To put the recent flatness in more perspective, there have only been 3 days in the past 30 where rates moved any more than they did today. It continues to be the case that the events in the latter half of the week (beginning tomorrow morning) have more potential to break the monotony, or rather, to continue breaking the monotony that was preemptively broken today.
Whereas the movement seen so far in 2014 has largely been a product of market participation ramping back up, the upcoming movement may be more motivated by the tenor of the economic data. As such, strong data can push rates back toward recent highs while weak data could help this correction/bounce continue.
Loan Originator Perspectives
"Rates continued to improve today adding to the gains from yesterday. As of the time I write this, most lenders have yet to pass along any of the improvements. As stated yesterday, as the week continues, the data becomes much more market moving which makes floating very risky. At this point, there isn't much to be gained unless the data is down right horrible which is unlikely.
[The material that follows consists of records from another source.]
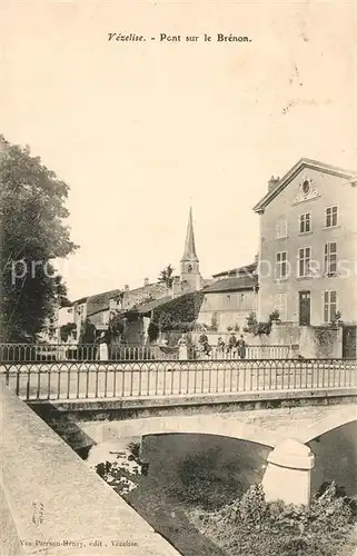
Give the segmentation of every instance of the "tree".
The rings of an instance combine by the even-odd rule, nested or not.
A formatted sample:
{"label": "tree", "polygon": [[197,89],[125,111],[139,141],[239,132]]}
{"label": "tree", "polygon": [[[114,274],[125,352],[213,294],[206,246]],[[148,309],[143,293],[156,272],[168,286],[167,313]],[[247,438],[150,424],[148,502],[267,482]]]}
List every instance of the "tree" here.
{"label": "tree", "polygon": [[77,248],[63,224],[68,191],[29,147],[0,136],[1,341],[34,340],[54,308],[69,302],[53,266]]}
{"label": "tree", "polygon": [[160,284],[165,284],[168,288],[172,288],[173,270],[175,270],[175,268],[171,265],[168,265],[167,267],[165,267],[160,272],[158,281]]}
{"label": "tree", "polygon": [[95,344],[96,340],[96,327],[87,317],[82,322],[79,334],[78,344]]}

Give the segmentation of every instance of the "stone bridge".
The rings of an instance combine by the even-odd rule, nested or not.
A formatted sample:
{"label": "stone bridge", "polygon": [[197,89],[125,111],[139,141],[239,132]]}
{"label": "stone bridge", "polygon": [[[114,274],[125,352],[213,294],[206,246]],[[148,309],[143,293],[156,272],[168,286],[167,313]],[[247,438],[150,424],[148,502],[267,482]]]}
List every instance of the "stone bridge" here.
{"label": "stone bridge", "polygon": [[311,446],[357,420],[356,398],[357,388],[330,388],[30,404],[77,449],[172,434],[264,445],[269,448],[262,479],[267,498],[308,504],[315,466]]}

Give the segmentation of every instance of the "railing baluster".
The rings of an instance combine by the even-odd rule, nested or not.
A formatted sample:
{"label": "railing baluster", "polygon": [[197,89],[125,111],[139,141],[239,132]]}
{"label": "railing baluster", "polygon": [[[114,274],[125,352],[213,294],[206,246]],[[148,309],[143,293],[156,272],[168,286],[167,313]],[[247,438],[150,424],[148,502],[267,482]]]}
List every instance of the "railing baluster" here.
{"label": "railing baluster", "polygon": [[[16,395],[19,396],[20,393],[20,373],[21,373],[21,367],[16,369]],[[7,368],[7,386],[9,386],[9,368]]]}
{"label": "railing baluster", "polygon": [[108,365],[106,365],[106,367],[105,367],[105,398],[107,397],[107,394],[108,394],[108,373],[110,373],[109,367],[108,367]]}
{"label": "railing baluster", "polygon": [[141,365],[140,365],[140,367],[139,367],[139,396],[141,396],[141,371],[142,371],[142,369],[141,369]]}
{"label": "railing baluster", "polygon": [[95,398],[98,398],[98,378],[99,378],[99,368],[98,366],[96,367],[96,386],[95,386]]}
{"label": "railing baluster", "polygon": [[40,389],[41,389],[41,368],[38,368],[38,374],[37,374],[37,393],[36,393],[36,399],[40,399]]}
{"label": "railing baluster", "polygon": [[49,366],[49,369],[48,369],[48,389],[47,389],[47,399],[50,399],[51,397],[51,366]]}
{"label": "railing baluster", "polygon": [[131,367],[131,369],[130,369],[130,390],[129,390],[129,396],[132,396],[133,374],[135,374],[135,367]]}
{"label": "railing baluster", "polygon": [[80,381],[80,366],[77,367],[77,391],[76,391],[76,398],[79,398],[79,381]]}
{"label": "railing baluster", "polygon": [[[172,369],[171,369],[171,396],[173,394],[173,373],[175,373],[175,369],[172,367]],[[195,389],[195,391],[196,391],[196,389]]]}

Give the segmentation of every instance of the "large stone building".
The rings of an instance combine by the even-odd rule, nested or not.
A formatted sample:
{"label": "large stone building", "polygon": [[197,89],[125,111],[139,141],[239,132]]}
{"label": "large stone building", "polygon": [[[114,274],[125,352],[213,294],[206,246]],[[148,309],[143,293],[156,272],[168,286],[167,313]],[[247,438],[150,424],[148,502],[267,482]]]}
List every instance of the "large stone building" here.
{"label": "large stone building", "polygon": [[357,324],[357,189],[354,172],[303,158],[271,179],[260,219],[258,318],[279,310],[299,326]]}
{"label": "large stone building", "polygon": [[215,275],[217,279],[202,289],[204,299],[197,321],[219,332],[247,325],[250,312],[257,312],[257,262]]}

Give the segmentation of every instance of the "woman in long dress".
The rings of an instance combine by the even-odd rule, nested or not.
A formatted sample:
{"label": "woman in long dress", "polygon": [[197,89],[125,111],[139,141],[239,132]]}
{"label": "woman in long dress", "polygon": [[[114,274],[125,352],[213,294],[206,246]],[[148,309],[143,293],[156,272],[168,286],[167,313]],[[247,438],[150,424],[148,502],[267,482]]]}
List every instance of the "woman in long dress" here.
{"label": "woman in long dress", "polygon": [[106,332],[101,332],[99,336],[99,360],[100,361],[108,361],[108,344],[106,339]]}

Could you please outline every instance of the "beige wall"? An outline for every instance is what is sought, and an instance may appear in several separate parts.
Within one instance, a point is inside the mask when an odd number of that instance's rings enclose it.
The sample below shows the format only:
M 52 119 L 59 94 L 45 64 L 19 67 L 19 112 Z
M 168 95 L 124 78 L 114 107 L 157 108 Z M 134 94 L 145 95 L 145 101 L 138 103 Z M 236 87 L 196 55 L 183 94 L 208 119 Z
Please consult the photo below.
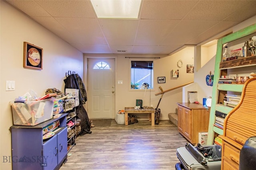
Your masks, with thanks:
M 39 96 L 45 94 L 48 88 L 64 90 L 63 80 L 68 70 L 83 76 L 83 57 L 80 52 L 4 1 L 1 1 L 0 5 L 0 169 L 7 170 L 11 169 L 11 163 L 3 160 L 3 156 L 12 155 L 9 128 L 12 125 L 12 117 L 9 102 L 30 89 Z M 23 68 L 24 41 L 43 48 L 42 70 Z M 5 91 L 6 80 L 15 81 L 15 91 Z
I would advise and am advising clients to lock in later today especially if they are within 30 days of closing." -Victor Burek, Open Mortgage
"As we conjectured yesterday, we got some additional pricing gains today. The bulk of this week's MBS "meal" starts tomorrow with a salad of ADP December Employment and December Fed minutes. The entrée arrives Friday AM when Decembers' NFP jobs report is released. Nice to see improvement, but it's nothing definitive at the moment. If you floated the last 2 days, you've gained some house money. Whether you want to roll the dice again depends on personal risk tolerance!" -Ted Rood, Senior Originator, Wintrust Mortgage
"Based on the latest rate movements, we may see some more improvements. Maybe the race to 3% on the 10 year was premature, but then again good numbers this week for jobs and we blow by 3%. Cautiously float but realize big risks. " -Michael Owens, VP of Mortgage Lending at Guaranteed Rate, Inc. NMLS # 107434
Today's Best-Execution Rates
- 30YR FIXED - 4.625%
- FHA/VA - 4.25%
- 15 YEAR FIXED - 3.5%
- 5 YEAR ARMS - 3.0-3.50% depending on the lender
Ongoing Lock/Float Considerations
- The prospect of the Fed reducing its asset purchases weighed heavy on interest rates for the 2nd half of 2013, causing volatility and generally pervasive upward movement.
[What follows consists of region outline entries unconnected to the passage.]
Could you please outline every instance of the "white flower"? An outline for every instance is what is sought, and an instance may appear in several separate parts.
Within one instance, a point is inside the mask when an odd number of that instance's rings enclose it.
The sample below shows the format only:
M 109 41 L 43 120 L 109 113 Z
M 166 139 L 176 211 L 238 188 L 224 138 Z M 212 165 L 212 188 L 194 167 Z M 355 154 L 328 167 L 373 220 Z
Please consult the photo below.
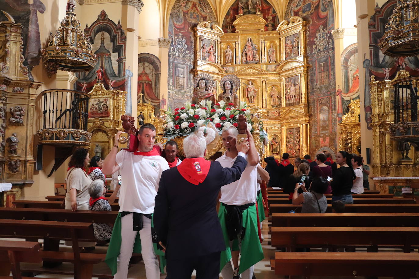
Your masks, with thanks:
M 205 121 L 205 120 L 204 119 L 200 119 L 198 120 L 198 122 L 197 122 L 197 126 L 198 127 L 201 127 L 202 125 L 202 124 L 204 124 L 204 122 Z
M 187 127 L 188 127 L 188 123 L 186 122 L 186 121 L 184 121 L 183 122 L 182 122 L 182 123 L 181 124 L 181 127 L 182 129 L 184 129 Z

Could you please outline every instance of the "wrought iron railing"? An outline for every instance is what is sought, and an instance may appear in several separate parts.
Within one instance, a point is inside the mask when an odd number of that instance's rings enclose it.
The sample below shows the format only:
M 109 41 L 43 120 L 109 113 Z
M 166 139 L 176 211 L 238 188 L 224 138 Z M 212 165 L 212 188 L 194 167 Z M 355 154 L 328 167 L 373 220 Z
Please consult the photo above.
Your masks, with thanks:
M 42 92 L 43 129 L 87 131 L 90 95 L 71 90 L 52 89 Z
M 419 79 L 401 81 L 394 85 L 394 123 L 418 120 Z

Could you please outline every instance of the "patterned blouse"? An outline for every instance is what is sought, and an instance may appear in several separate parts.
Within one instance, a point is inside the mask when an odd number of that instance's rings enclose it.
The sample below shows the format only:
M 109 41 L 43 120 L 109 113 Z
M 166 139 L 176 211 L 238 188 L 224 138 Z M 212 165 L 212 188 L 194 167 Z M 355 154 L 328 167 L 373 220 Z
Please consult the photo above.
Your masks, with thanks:
M 111 211 L 111 205 L 106 200 L 98 200 L 93 205 L 89 206 L 89 210 L 96 211 Z M 98 240 L 109 240 L 112 235 L 112 226 L 109 224 L 93 223 L 93 230 L 95 233 L 95 237 Z

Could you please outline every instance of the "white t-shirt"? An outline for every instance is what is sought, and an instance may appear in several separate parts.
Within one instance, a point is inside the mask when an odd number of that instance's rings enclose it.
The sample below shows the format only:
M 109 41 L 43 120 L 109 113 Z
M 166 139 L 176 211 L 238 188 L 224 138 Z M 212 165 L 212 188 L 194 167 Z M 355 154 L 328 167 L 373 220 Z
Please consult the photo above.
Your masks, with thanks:
M 226 156 L 225 153 L 215 161 L 220 162 L 223 167 L 230 168 L 234 164 L 236 158 L 230 158 Z M 251 166 L 248 164 L 240 179 L 221 187 L 220 202 L 229 205 L 243 205 L 256 202 L 257 173 L 258 165 Z
M 356 194 L 362 194 L 364 192 L 364 175 L 362 174 L 362 167 L 357 168 L 354 170 L 357 179 L 354 180 L 351 192 Z M 359 177 L 361 177 L 360 179 Z
M 152 213 L 161 173 L 169 169 L 166 160 L 160 155 L 136 155 L 122 150 L 116 161 L 121 173 L 119 212 Z

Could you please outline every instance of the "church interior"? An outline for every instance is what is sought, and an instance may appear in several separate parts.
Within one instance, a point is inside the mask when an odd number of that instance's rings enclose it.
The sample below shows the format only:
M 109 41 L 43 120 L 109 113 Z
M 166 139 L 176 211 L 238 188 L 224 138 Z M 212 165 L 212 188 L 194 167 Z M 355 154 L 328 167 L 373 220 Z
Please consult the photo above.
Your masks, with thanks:
M 266 182 L 255 277 L 419 277 L 418 42 L 416 0 L 0 0 L 0 278 L 112 278 L 107 243 L 63 244 L 91 241 L 119 208 L 64 209 L 77 148 L 106 162 L 119 131 L 151 123 L 183 158 L 185 136 L 208 125 L 213 160 L 241 115 L 263 168 L 344 151 L 370 170 L 347 215 L 327 220 L 293 219 L 305 213 Z M 146 278 L 141 261 L 128 278 Z

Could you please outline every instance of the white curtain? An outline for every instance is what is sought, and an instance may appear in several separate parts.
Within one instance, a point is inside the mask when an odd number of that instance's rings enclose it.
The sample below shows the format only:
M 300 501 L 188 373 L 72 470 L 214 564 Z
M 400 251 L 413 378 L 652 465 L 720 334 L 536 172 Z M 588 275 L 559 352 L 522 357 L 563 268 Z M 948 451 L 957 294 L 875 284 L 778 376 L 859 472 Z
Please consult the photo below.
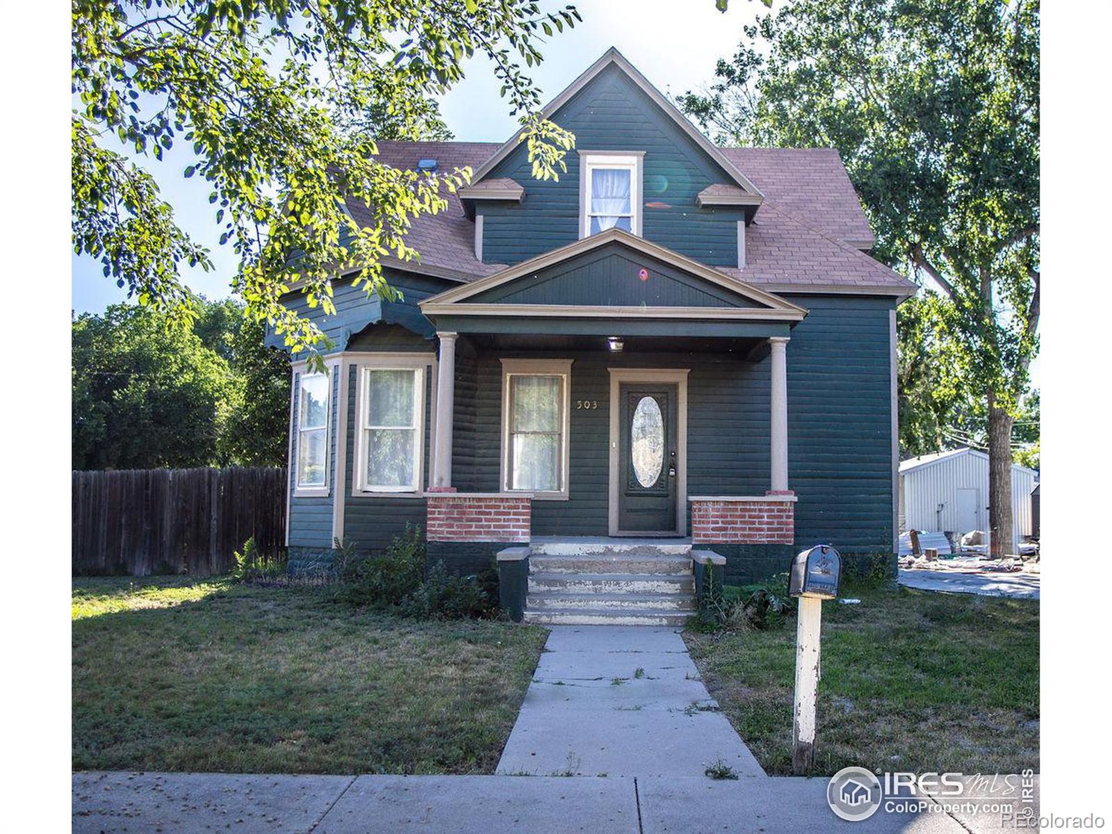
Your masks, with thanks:
M 417 428 L 414 396 L 417 373 L 371 370 L 367 397 L 367 484 L 376 487 L 415 487 L 414 451 Z
M 594 168 L 590 171 L 590 214 L 595 228 L 592 231 L 606 231 L 618 225 L 619 216 L 628 215 L 629 209 L 629 169 Z
M 560 378 L 510 377 L 510 488 L 559 489 Z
- Tapering ultimately happened on December 18th, 2013. Markets had done so much to come to terms with it ahead of time that it essentially just confirmed the the 6 month move higher in rates, but didn't make for another immediate spike higher.
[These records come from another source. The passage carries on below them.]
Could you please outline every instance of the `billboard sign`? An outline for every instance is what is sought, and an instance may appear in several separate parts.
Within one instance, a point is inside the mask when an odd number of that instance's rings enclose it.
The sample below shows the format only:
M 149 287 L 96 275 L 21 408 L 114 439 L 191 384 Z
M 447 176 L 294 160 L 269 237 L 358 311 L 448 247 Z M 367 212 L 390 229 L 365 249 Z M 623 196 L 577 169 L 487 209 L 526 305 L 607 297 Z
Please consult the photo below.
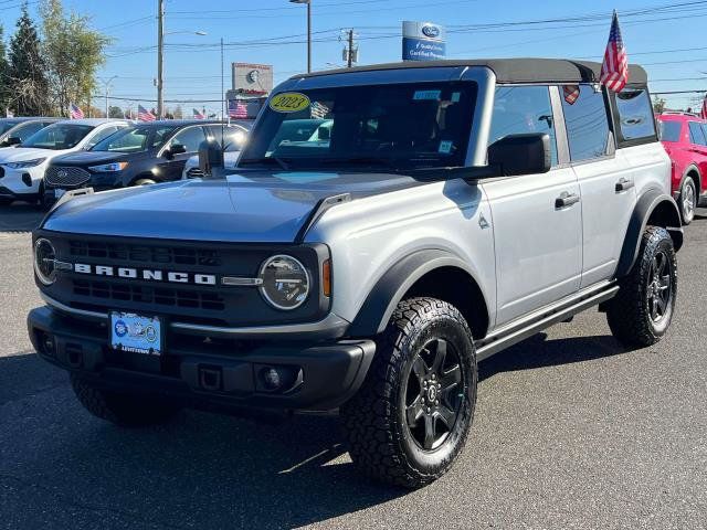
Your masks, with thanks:
M 446 56 L 444 26 L 432 22 L 402 23 L 402 60 L 433 61 Z
M 233 63 L 233 89 L 239 94 L 264 96 L 273 89 L 270 64 Z

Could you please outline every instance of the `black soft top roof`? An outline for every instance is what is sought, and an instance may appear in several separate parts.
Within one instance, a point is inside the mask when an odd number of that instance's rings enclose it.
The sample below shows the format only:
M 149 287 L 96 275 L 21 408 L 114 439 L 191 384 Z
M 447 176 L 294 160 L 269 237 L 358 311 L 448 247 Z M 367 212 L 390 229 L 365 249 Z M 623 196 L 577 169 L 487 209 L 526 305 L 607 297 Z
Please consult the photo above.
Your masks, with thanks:
M 407 61 L 402 63 L 371 64 L 354 68 L 326 70 L 297 77 L 317 77 L 320 75 L 354 72 L 376 72 L 400 68 L 433 68 L 455 66 L 487 66 L 496 74 L 498 83 L 592 83 L 599 82 L 601 63 L 593 61 L 573 61 L 566 59 L 484 59 L 445 61 Z M 647 75 L 637 64 L 629 65 L 629 83 L 644 85 Z

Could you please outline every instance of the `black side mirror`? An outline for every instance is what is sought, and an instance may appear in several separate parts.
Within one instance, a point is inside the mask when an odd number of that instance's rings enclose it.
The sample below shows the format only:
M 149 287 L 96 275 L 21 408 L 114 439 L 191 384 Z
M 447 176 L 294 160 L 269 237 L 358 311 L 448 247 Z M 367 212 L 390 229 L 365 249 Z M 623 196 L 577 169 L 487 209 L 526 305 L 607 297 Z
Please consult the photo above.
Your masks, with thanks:
M 220 178 L 223 171 L 223 151 L 213 138 L 199 146 L 199 169 L 205 177 Z
M 547 132 L 508 135 L 488 146 L 488 165 L 506 177 L 547 173 L 552 165 Z
M 187 152 L 187 146 L 182 146 L 181 144 L 173 144 L 172 146 L 170 146 L 169 152 L 171 152 L 172 156 L 181 155 L 183 152 Z

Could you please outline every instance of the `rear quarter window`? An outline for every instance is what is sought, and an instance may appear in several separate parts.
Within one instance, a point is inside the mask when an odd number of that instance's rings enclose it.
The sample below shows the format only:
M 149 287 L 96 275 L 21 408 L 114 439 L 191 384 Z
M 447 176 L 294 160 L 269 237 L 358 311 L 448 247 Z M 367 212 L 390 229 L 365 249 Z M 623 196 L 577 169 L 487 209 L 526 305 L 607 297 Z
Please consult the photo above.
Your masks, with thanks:
M 656 139 L 653 105 L 645 88 L 624 88 L 615 94 L 614 100 L 620 145 L 643 144 Z
M 680 141 L 680 121 L 658 121 L 658 137 L 663 141 Z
- That said, we should assume that we're still in a rising rate environment on average.
- NOTE: Lenders had begun adjusting rate sheets to account for the most recent announced hike in Guarantee Fees. This would have unequivocally raised rates by at least an eighth of a percent for almost every borrower, and in most cases .25-.375%. Those changes are now on hold indefinitely. We won't know if they're coming back or not until we hear more official word from new FHFA Director Mel Watt.
- (As always, please keep in mind that our Best-Execution rate always pertains to a completely ideal scenario. There are many reasons a quoted rate may differ from our average rates, and in those cases, assuming you're following along on a day to day basis, simply use the Best-Ex levels we quote as a baseline to track potential movement in your quoted rate).